«Scalare una montagna di oltre 7.000 metri con un calcolo renale e uno stent uretrale». È da questo paradosso che prende forma Noi Markhor – Storia di una scalata al monte Spantik, il nuovo libro di Emanuele Anceschi, in uscita il 28 marzo. Un’opera che segna il passaggio dell’autore dalla saggistica alla narrativa, mantenendo però il filo conduttore del viaggio come strumento di conoscenza.
Nell’estate del 2023, Anceschi ha raggiunto la vetta del monte Spantik (7.027 metri), nel cuore del Karakorum pakistano, in condizioni fisiche estremamente delicate. Il libro ripercorre la preparazione atletica e mentale, il lungo avvicinamento al campo base, la scalata e il ritorno, dando spazio a una narrazione sincera, dura, a tratti brutale, ma sempre autentica.

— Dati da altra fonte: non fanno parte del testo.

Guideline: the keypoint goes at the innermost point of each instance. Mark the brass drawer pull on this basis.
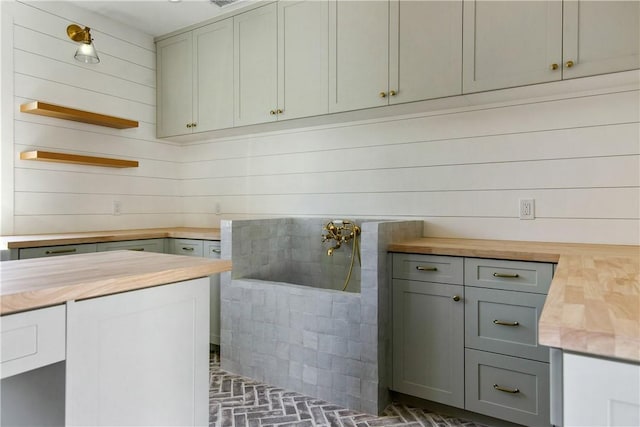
(506, 276)
(506, 390)
(60, 251)
(504, 323)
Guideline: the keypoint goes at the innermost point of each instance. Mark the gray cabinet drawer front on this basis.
(508, 275)
(187, 247)
(32, 339)
(486, 372)
(504, 322)
(212, 250)
(47, 251)
(145, 245)
(429, 268)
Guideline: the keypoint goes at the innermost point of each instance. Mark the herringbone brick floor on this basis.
(236, 401)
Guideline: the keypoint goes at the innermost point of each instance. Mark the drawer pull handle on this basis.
(504, 323)
(60, 251)
(506, 275)
(506, 390)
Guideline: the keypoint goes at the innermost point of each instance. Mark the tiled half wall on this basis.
(284, 323)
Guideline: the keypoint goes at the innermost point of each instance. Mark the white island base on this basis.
(135, 358)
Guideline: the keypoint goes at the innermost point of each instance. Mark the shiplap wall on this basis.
(52, 197)
(460, 171)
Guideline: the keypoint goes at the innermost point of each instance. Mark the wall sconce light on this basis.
(86, 51)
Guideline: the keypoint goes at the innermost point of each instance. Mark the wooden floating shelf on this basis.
(59, 112)
(48, 156)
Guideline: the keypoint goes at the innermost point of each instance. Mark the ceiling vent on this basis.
(223, 3)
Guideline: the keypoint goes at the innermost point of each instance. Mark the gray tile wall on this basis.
(312, 339)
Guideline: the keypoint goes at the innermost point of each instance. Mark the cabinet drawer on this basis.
(428, 268)
(506, 387)
(188, 247)
(47, 251)
(32, 339)
(212, 249)
(145, 245)
(504, 322)
(508, 275)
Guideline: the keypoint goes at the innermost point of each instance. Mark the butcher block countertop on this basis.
(36, 240)
(593, 305)
(40, 282)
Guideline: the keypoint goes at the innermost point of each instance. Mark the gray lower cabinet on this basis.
(49, 251)
(428, 329)
(465, 333)
(506, 387)
(143, 245)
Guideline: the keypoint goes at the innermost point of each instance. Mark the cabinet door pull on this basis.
(506, 390)
(505, 323)
(60, 251)
(506, 275)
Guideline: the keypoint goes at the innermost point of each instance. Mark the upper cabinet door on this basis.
(213, 76)
(600, 37)
(303, 58)
(425, 49)
(511, 43)
(256, 65)
(359, 54)
(175, 85)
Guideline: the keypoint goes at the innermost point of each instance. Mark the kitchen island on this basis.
(121, 336)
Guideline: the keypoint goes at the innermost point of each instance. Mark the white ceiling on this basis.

Il focus non è sulla difficoltà tecnica della salita, che l’autore definisce “relativamente semplice” nonostante l’altitudine e i rischi oggettivi del percorso, quanto sullo sforzo mentale richiesto per affrontarla in quelle condizioni. «Essere duri con se stessi in ambienti estremi», scrive Anceschi, è l’unico modo per trasformare una prova di sopravvivenza in un momento di crescita interiore.

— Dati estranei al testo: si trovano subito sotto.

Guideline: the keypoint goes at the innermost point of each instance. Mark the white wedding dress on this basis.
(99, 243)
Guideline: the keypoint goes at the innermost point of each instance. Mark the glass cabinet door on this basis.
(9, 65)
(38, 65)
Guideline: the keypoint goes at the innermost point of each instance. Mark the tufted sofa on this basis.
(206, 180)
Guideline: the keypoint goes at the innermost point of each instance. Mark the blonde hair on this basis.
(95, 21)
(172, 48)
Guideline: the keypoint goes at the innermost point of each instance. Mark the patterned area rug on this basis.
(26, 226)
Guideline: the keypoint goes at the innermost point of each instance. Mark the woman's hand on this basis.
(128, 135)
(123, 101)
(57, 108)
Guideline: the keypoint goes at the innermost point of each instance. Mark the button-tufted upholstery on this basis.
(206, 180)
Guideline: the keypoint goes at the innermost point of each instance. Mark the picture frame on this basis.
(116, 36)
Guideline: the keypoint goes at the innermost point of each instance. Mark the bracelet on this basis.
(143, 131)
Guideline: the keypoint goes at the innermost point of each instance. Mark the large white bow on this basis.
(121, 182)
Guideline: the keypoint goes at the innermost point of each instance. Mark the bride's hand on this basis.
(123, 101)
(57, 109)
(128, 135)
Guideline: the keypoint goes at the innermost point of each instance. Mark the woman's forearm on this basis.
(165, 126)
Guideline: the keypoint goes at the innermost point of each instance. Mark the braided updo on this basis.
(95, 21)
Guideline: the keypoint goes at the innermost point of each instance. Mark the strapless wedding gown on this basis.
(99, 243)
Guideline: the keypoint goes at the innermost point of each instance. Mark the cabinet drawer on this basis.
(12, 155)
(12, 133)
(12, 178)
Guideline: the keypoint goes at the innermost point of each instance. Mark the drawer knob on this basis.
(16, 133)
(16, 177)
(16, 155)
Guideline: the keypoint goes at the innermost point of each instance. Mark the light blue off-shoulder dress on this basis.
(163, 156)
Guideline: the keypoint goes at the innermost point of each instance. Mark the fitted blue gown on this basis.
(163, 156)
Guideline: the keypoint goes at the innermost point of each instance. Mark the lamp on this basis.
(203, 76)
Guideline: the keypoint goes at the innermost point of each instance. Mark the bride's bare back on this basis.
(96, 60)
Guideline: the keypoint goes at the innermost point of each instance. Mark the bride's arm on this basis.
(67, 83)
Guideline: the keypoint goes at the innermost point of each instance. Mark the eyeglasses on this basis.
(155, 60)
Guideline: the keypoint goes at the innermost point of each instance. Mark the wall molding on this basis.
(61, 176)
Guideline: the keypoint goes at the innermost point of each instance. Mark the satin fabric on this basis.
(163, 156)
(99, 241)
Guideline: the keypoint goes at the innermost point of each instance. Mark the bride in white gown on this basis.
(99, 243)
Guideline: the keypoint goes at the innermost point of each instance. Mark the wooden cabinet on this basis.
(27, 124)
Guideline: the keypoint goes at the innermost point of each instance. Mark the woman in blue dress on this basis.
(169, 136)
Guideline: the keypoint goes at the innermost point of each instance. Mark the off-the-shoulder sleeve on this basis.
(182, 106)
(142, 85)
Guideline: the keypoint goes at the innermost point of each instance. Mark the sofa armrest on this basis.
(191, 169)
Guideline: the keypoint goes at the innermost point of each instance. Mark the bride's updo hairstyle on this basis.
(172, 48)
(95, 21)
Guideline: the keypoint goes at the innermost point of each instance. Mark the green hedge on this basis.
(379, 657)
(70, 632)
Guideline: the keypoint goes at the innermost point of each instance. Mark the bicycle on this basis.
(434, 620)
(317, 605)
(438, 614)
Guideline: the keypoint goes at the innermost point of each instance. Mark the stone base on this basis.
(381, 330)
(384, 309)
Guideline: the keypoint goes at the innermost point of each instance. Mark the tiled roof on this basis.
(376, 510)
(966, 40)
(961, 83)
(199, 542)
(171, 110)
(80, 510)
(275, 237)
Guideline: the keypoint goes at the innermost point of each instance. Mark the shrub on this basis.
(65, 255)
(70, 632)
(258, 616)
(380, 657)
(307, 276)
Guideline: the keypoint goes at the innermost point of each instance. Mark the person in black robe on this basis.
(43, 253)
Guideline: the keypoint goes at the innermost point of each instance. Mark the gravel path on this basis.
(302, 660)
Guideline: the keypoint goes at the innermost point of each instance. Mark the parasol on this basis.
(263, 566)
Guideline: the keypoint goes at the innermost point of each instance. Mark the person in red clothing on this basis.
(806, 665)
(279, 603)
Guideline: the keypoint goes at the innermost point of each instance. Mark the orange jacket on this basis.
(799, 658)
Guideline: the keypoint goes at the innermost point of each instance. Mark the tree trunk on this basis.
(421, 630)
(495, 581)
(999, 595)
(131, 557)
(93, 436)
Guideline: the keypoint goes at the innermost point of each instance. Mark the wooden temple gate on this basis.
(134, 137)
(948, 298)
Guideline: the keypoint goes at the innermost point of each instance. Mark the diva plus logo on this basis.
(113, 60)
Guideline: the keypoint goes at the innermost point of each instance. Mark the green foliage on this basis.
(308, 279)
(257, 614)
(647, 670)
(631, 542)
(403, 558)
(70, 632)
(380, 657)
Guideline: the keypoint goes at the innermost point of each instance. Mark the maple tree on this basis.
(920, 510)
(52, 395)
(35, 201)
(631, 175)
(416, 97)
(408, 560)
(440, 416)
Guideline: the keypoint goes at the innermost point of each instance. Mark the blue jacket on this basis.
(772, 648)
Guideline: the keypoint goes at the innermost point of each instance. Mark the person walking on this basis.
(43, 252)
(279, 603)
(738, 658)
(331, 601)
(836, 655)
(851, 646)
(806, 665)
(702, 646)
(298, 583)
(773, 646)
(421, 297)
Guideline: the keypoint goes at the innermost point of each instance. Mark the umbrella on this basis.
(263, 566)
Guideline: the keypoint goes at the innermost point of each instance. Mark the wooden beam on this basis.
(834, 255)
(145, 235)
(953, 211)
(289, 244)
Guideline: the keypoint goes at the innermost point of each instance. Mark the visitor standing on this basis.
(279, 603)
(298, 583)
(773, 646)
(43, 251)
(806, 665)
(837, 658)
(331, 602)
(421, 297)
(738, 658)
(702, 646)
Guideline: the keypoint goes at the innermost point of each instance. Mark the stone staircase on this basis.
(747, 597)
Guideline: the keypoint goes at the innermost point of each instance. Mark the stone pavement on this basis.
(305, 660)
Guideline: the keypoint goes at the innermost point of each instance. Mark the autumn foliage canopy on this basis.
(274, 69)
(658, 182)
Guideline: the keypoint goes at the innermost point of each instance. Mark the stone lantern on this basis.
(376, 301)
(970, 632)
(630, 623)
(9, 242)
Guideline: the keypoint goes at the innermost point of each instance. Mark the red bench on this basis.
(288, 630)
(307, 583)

Freddo, crepacci, insonnia, nausea, perdita di appetito e disidratazione sono solo alcuni degli ostacoli affrontati lungo il cammino. Ma la vera sfida, racconta l’autore, è quella contro il proprio limite, contro il corpo che dice basta e la mente che non vuole arrendersi.

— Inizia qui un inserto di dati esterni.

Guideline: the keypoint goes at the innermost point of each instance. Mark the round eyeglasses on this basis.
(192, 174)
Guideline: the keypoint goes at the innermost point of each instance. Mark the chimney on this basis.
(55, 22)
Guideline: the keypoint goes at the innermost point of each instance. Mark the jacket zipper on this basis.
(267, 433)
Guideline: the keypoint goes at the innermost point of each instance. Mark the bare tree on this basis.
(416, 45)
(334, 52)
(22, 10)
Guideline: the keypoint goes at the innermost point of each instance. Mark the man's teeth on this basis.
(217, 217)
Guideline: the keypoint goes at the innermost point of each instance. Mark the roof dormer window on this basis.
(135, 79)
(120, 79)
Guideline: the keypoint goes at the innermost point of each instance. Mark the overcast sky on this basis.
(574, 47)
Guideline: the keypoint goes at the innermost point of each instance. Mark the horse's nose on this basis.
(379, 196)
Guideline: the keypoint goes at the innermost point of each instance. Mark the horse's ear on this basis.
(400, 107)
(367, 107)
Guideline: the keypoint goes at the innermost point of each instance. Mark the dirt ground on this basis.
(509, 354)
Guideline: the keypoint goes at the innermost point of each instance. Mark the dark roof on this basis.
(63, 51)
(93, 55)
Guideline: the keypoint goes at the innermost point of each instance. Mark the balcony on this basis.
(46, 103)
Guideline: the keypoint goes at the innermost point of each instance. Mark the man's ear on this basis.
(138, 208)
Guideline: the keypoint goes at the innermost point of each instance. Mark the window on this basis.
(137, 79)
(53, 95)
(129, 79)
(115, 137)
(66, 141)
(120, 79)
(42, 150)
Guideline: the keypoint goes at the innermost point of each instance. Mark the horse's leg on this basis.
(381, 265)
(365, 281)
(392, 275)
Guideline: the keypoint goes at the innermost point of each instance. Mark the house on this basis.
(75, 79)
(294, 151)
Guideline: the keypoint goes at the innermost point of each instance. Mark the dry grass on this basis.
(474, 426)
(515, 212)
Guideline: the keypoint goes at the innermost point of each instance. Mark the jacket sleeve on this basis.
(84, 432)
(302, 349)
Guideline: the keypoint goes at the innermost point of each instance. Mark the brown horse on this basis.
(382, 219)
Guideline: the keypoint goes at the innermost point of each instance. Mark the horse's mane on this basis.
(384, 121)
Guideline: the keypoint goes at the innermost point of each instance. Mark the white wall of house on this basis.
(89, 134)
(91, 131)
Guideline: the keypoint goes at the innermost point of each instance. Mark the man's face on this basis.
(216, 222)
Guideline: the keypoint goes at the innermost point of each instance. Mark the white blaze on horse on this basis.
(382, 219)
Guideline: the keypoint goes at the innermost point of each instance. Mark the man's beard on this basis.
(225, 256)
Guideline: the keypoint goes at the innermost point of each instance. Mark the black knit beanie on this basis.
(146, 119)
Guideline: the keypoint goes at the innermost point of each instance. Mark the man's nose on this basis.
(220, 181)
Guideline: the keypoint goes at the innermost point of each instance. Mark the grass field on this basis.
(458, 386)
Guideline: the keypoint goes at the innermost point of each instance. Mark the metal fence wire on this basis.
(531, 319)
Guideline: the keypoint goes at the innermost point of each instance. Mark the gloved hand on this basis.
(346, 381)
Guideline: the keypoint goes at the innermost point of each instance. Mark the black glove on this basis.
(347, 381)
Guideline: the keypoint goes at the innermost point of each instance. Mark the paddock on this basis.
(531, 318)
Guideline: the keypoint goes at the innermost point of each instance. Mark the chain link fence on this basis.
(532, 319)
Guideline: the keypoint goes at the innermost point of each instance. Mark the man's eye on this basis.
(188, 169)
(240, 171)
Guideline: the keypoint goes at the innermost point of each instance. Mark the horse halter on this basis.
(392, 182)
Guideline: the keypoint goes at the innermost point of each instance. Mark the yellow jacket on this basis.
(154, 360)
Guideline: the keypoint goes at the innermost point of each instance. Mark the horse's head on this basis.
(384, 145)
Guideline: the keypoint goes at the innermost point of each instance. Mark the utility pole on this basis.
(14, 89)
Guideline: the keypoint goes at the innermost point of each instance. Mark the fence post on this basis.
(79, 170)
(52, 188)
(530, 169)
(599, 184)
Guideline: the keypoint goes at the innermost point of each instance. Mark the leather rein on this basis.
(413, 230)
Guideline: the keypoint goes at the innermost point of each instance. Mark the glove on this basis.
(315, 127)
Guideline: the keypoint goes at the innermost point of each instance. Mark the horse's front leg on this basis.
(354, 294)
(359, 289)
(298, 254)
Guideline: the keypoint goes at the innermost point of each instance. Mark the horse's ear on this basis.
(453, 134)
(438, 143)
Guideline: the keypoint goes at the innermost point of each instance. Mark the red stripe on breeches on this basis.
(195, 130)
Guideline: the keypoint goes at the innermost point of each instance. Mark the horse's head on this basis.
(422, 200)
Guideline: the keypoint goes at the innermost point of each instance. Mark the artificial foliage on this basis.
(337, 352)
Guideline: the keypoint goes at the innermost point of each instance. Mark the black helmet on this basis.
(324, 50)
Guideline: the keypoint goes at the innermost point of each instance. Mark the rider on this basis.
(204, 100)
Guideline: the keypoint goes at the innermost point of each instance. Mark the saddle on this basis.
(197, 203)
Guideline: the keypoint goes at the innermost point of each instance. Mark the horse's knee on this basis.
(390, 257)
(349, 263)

Il libro si muove su due livelli: da un lato il racconto alpinistico, dall’altro una riflessione sul rapporto tra individuo e società. La montagna diventa allora metafora di resistenza, un luogo “autentico e puro, rifugio dalle scorie della società di massa, sempre più virtuale, frenetica e disumanizzante”. Lontano dall’apparenza, vicino all’essenza.